Van Erven, a 20-year-teacher at the Mystic elementary school, is facing disciplinary action, but Kadri declined to elaborate on the details of that action because it is a personnel matter.
"This is a what-were-you-thinking situation," Kadri said. "We opened an investigation and thoroughly explored the situation and we have zero concern about any risk going forward. This wasn't done to be physically hurtful, and we take student safety as our number one priority above academic achievement."
He said Van Erven is an "outstanding" teacher who has done "outstanding" things throughout her teaching career at the academy. He expects Van Erven to return to school by the end of the week.
Kadri said Northeast Academy Principal Paul Esposito became aware of the issue the week of March 12 after a child told a parent about the incident.
On Tuesday, Esposito sent a letter home to the parents of the 18 students in Van Erven's classroom, inviting the parents to a meeting with him and Kadri last Thursday to discuss the issue further.
In the letter, Esposito called the incident "unfortunate" and "regrettable."

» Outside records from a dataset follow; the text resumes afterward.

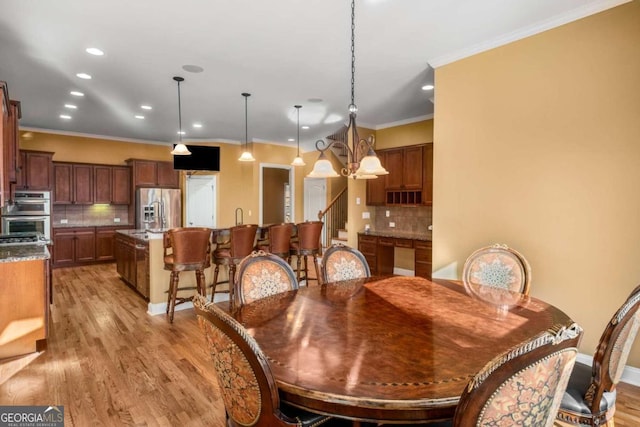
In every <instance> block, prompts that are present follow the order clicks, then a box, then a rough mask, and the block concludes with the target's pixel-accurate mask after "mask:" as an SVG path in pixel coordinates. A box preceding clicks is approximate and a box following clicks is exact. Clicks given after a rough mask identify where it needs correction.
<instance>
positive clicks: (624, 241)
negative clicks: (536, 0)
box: [433, 1, 640, 366]
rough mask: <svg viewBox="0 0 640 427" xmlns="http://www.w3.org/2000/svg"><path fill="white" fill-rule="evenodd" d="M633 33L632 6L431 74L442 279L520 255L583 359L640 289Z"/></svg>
mask: <svg viewBox="0 0 640 427" xmlns="http://www.w3.org/2000/svg"><path fill="white" fill-rule="evenodd" d="M639 23H640V2H638V1H634V2H631V3H627V4H625V5H622V6H619V7H616V8H614V9H611V10H609V11H606V12H602V13H599V14H597V15H594V16H591V17H588V18H586V19H582V20H580V21H577V22H574V23H571V24H568V25H565V26H562V27H559V28H557V29H554V30H551V31H547V32H545V33H541V34H539V35H536V36H533V37H529V38H527V39H524V40H522V41H518V42H515V43H512V44H509V45H507V46H504V47H501V48H497V49H494V50H491V51H488V52H485V53H482V54H479V55H476V56H473V57H470V58H467V59H464V60H461V61H458V62H456V63H452V64H449V65H447V66H443V67H441V68H438V69H437V70H436V73H435V77H436V88H437V89H436V90H437V104H436V112H435V129H434V141H435V143H434V144H435V145H434V148H435V150H434V151H435V159H434V164H435V166H434V167H435V176H434V209H433V224H434V231H433V238H434V242H433V256H434V258H433V262H434V270H438V269H442V268H445V267H449V268H453V269H454V271H455V272H456V273H457V275H458V277H459V275H460V270H461V267H462V264H463V263H464V260H465V259H466V257H467V256H468V255H469V254H470V253H471V252H472V251H473V250H475V249H477V248H479V247H481V246H484V245H487V244H491V243H494V242H503V243H507V244H509V245H511V246H513V247H514V248H516V249H518V250H519V251H521V252H522V253H523V254H524V255H525V256H526V257H527V259H528V260H529V261H530V263H531V266H532V269H533V281H532V295H533V296H534V297H538V298H542V299H543V300H545V301H548V302H550V303H552V304H554V305H556V306H557V307H559V308H561V309H563V310H564V311H565V312H566V313H567V314H568V315H569V316H571V317H572V318H573V319H575V320H576V321H577V322H578V323H579V324H581V325H582V326H583V327H584V329H585V335H584V338H583V340H582V343H581V351H582V352H584V353H588V354H593V351H594V349H595V346H596V344H597V342H598V339H599V337H600V334H601V333H602V331H603V329H604V327H605V325H606V323H607V321H608V320H609V319H610V317H611V315H612V314H613V313H614V312H615V310H616V309H617V308H618V307H619V305H620V304H621V303H622V302H623V301H624V299H625V298H626V296H627V295H628V294H629V292H630V291H631V290H632V289H633V288H634V287H635V286H636V285H637V284H638V283H639V282H640V262H639V260H640V197H638V191H639V190H638V188H639V183H640V167H638V166H639V165H640V120H639V118H640V102H639V99H640V77H639V76H640V55H639V54H638V53H639V50H638V46H640V24H639ZM629 364H630V365H632V366H640V344H639V343H636V345H635V347H634V349H633V351H632V354H631V358H630V360H629Z"/></svg>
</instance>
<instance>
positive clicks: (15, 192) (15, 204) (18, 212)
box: [2, 191, 51, 240]
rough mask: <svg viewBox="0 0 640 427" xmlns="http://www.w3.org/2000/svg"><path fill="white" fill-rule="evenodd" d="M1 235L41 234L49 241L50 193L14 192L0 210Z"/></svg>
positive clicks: (48, 191)
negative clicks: (10, 196)
mask: <svg viewBox="0 0 640 427" xmlns="http://www.w3.org/2000/svg"><path fill="white" fill-rule="evenodd" d="M2 233H3V234H16V233H42V234H43V235H44V238H45V240H50V239H51V192H50V191H16V192H15V194H14V198H13V202H12V203H9V204H7V205H6V206H4V207H3V208H2Z"/></svg>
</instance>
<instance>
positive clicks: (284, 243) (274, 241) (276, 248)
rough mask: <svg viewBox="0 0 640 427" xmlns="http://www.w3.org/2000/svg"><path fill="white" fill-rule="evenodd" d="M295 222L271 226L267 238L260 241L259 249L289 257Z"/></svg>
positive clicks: (285, 256) (268, 231)
mask: <svg viewBox="0 0 640 427" xmlns="http://www.w3.org/2000/svg"><path fill="white" fill-rule="evenodd" d="M292 235H293V224H291V223H282V224H274V225H271V226H269V231H268V236H267V240H266V241H264V242H260V243H259V245H258V247H257V249H258V250H260V251H264V252H269V253H270V254H273V255H277V256H279V257H280V258H283V259H289V249H290V245H291V236H292Z"/></svg>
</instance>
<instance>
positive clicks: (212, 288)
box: [211, 264, 220, 302]
mask: <svg viewBox="0 0 640 427" xmlns="http://www.w3.org/2000/svg"><path fill="white" fill-rule="evenodd" d="M219 272H220V264H216V268H215V269H214V270H213V284H212V285H211V302H213V299H214V298H215V296H216V286H218V273H219Z"/></svg>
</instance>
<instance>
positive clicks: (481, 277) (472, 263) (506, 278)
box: [462, 243, 531, 295]
mask: <svg viewBox="0 0 640 427" xmlns="http://www.w3.org/2000/svg"><path fill="white" fill-rule="evenodd" d="M462 280H463V282H464V285H465V288H466V289H467V292H470V293H474V292H475V290H477V289H478V288H479V287H481V286H489V287H493V288H499V289H503V290H508V291H511V292H518V293H521V294H522V295H529V285H530V283H531V267H530V266H529V263H528V262H527V260H526V259H525V258H524V256H522V255H521V254H520V253H519V252H518V251H516V250H515V249H513V248H510V247H508V246H507V245H504V244H500V243H496V244H494V245H491V246H486V247H484V248H480V249H478V250H476V251H475V252H473V253H472V254H471V255H470V256H469V257H468V258H467V260H466V261H465V263H464V267H463V268H462Z"/></svg>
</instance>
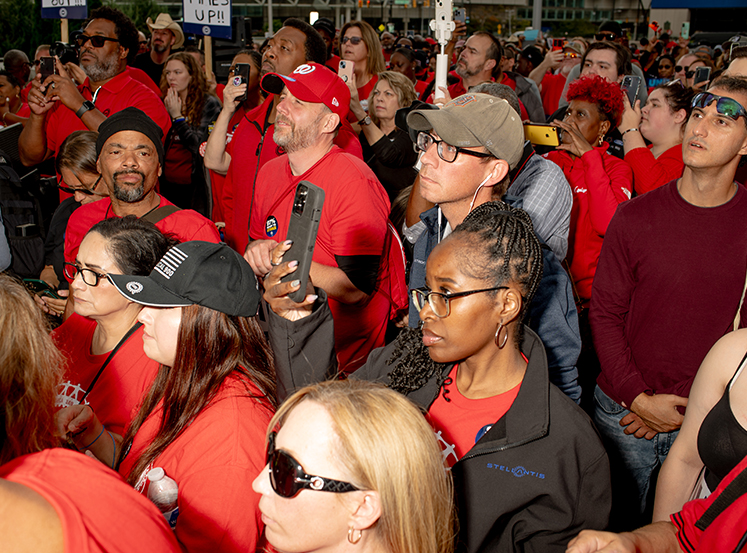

"It was a good session," Kadri said. "We talked about how the school is like a community and sometimes people make mistakes, and how do we know if a person is really sorry for their mistakes? We spoke about what the teacher would need to do to earn the parents' trust back and what we need to provide to the teacher in order for her to be able to get it back."
He said Van Erven already has apologized to the students and that she is "very remorseful and willing to do anything to help smooth over the issue."
Kirsten Hoyt, chairman of the Groton Board of Education, said the board had been briefed, but she would not comment on the issue. Editor's note: This corrects a sentence in an earlier version of this article.
Beth Horler, president of the Groton Education Association - the teachers' union - also would not comment on the issue.